Джулия пытается не поддаваться расслабляющему чувству нежности при виде отца и сына, даже если сердце замерло от счастья и ей хотелось бы обнять обоих. Сейчас ей нужно сделать над собой усилие и заявить о своих притязаниях. Сейчас или никогда больше, она знает, что это так.
— Я родила тебе сына. Теперь хочу восстановить свою честь. Ты должен признать не только его, но и девочек. Ты у меня в долгу.
Винченцо рассматривает новорожденного, его личико с резкими чертами: высокий лоб, сильный подбородок. Это Флорио.
Но миндалевидные глаза — от Джулии.
Он садится на край кровати, все еще держа малыша на руках. Находит ее ладонь.
— Я дам им свое имя. И ты будешь носить мое имя. Клянусь тебе перед Господом Богом.
Джулия вздохнула с облегчением, и силы покинули ее. Она опускается на подушки, не отрывая взгляда от отца и сына, от их объятия, похожего на чудо.
Чувствует, как слезы радости катятся по ее щекам. От слов Винченцо, от того, что у нее начнется, наконец, нормальная жизнь и больше не нужно будет прятаться и стыдиться.
Потребовалось четыре года, чтобы дождаться его предложения. Четыре года одиночества, презрения, упреков семьи, которая, как бы там ни было, все равно была рядом.
Она вспоминает их с Винченцо ссоры, расставания, примирения, оскорбления Джузеппины, злобное молчание своей матери. Сколько надо было стерпеть, чтобы дожить до этого момента!
Джулия все еще сжимает его руку.
— Ты назовешь его Паоло, как отца?
— Нет. — Он гладит личико сына, в глазах его грусть. — Нет. Его будут звать Иньяцио.
Она кивает и повторяет за ним:
— Иньяцио.
И воспоминание о том, о чем они говорят друг с другом без слов, они пронесут с собой через всю жизнь. До того самого дня, когда Джулия будет держать руку Винченцо и он найдет в себе смелость признаться, как сильно он любил ее, даже если не говорил ей об этом.
Свет переливается через окна, заливает лестницы, поднимается к потолку и падает на сервированный стол. Отражается в муранском стекле, осторожно ложится на фарфор «Каподимонте». Дом, кажется, взрывается от света.
Джулия в вечернем платье ждет прихода гостей. Следит за тем, чтобы все стояло на своих местах, чтобы прислуга выглядела опрятно и шампанского было в достатке. Проверяет, чистые ли скатерти и салфетки, блестит ли столовое серебро и не остыли ли закуски на подносах. Сигары и ликеры ждут своей очереди на этажерке.
Джулия впервые организует званый ужин. Повод — важный. Учреждение компании по инициативе Винченцо, «ее мужа», как бы странно это ни звучало.

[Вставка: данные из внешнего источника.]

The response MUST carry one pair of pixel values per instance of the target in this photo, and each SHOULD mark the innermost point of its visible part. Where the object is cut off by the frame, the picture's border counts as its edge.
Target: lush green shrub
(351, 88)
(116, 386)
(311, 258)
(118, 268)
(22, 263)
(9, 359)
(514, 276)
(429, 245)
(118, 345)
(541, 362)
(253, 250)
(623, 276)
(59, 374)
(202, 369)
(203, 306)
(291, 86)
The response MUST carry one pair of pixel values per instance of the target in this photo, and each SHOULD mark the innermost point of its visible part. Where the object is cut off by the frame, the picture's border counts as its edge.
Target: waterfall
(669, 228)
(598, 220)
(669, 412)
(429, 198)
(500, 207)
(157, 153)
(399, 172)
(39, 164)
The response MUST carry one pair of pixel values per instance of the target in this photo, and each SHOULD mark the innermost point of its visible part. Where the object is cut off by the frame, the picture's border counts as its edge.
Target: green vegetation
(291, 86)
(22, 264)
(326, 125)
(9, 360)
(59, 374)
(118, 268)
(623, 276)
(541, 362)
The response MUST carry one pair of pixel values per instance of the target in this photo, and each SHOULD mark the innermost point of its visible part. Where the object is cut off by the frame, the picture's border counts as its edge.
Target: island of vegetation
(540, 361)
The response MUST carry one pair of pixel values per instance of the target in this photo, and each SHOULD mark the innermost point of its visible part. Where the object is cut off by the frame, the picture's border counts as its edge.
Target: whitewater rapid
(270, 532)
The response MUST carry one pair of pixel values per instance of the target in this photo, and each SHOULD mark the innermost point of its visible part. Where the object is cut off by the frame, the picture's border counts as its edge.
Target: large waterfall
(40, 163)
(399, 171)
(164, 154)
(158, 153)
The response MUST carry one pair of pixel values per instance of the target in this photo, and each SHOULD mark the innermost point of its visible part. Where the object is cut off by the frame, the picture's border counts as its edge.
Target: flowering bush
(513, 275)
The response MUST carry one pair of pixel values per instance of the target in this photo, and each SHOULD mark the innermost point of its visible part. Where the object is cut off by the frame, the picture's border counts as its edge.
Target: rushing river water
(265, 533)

И пусть это ужин с деловыми компаньонами, так сказать, сугубо мужской вечер, среди гостей будут не только одни из самых влиятельных торговцев Палермо, но и аристократы, люди с высокими титулами. Она не должна допустить ни малейшей оплошности.
Организовывать приемы входит в ее обязанности теперь, когда она — Флорио.
Нелегко к этому привыкнуть. Для нее «домом» навсегда останется мезонин на виа Дзекка-Реджа. А этот дом, в который она вошла как жена лишь в 1840 году, через год с небольшим после рождения Иньяцио, принадлежит Винченцо и его матери.